La definizione di “pubblico ufficiale” è rintracciabile nell’art. 357 del c.p., il quale dispone che «agli effetti della legge penale sono pubblici ufficiali coloro i quali esercitano una pubblica funzione legislativa, giudiziaria o amministrativa».
La giurisprudenza, a seguito delle Leggi 86/1990 e 181/1992, ha esteso la qualifica di pubblico ufficiale, inizialmente limitata ad alcuni pubblici dipendenti (es. agli impiegati statali), a tutti quei soggetti che realizzano una “pubblica funzione”, cioè «concorrono a formare la volontà di una pubblica amministrazione», e «sono muniti di poteri: decisionali; di certificazione; di attestazione di coazione» (Cass. Pen. n. 148796/1981).
La specifica acquisizione dello status di pubblico ufficiale da parte della categoria dei docenti è stata definitivamente sancita con la sentenza della Cassazione penale, sez. III, dell’11/02/1992 che ha affermato testualmente: «La qualità di pubblico ufficiale deve essere attribuita a tutti gli insegnanti di scuole statali, in quanto essi esercitano una funzione disciplinata da norme di diritto pubblico e caratterizzata dalla manifestazione della volontà della Pubblica Amministrazione e dal suo svolgersi attraverso atti autoritativi e certificativi [...]».
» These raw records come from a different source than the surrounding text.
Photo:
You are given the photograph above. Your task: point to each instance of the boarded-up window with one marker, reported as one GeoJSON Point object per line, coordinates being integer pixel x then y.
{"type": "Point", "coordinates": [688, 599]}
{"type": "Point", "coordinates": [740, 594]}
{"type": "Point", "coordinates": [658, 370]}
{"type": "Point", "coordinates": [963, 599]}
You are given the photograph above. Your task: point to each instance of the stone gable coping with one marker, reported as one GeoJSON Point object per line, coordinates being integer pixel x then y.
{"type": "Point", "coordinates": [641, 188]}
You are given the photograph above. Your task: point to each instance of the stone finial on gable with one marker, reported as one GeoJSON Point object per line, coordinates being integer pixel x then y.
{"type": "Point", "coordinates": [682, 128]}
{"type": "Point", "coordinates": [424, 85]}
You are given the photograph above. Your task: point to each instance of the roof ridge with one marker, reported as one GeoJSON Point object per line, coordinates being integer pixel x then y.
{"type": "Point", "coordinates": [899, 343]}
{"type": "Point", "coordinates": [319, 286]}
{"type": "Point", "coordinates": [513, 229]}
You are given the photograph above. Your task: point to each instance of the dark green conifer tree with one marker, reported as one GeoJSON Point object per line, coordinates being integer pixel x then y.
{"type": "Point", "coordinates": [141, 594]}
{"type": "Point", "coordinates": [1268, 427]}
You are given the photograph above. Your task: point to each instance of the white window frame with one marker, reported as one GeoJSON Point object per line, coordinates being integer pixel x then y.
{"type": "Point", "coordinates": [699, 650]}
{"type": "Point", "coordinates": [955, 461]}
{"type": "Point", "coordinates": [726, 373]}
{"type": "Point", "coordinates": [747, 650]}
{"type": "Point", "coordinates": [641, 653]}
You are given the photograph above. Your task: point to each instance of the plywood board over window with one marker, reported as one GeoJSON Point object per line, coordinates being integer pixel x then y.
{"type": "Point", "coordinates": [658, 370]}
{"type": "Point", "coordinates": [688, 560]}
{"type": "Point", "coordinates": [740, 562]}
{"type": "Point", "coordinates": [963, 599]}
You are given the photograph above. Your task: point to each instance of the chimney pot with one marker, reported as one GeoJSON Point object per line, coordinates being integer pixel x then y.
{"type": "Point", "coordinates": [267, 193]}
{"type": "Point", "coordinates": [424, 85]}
Il nostro ordinamento definisce quindi “pubblica funzione” anche l’azione didattica e attribuisce agli insegnanti poteri autoritativi e certificativi comportanti responsabilità penali, disciplinari e patrimoniali che dovrebbero essere ben conosciute da ogni docente sin dagli esordi della sua carriera professionale, anche nella fase di precariato, altrimenti definito con linguaggio giuridico “collaborazione anche saltuaria” (Cass. Pen. n. 166013/84).
Un insegnante – specialmente alle “prime armi” – non può ignorare, ad esempio, che eventuali “scorrettezze” (di varia natura) nella compilazione dei registri (attività diretta a documentare un’attività compiuta personalmente dal docente o da terzi in sua presenza), ovvero degli atti relativi all’effettuazione degli esami (attestazioni concernenti la presenza degli alunni, l’interrogazione degli stessi ecc.), possono configurarsi come reato di falsità ideologica in atti pubblici proprio in relazione allo status di “pubblico ufficiale”.
Si ritiene opportuno quindi, in questa sede, analizzare varie situazioni in cui la pubblica funzione esercitata dai docenti mette in campo alcune delle suddette responsabilità.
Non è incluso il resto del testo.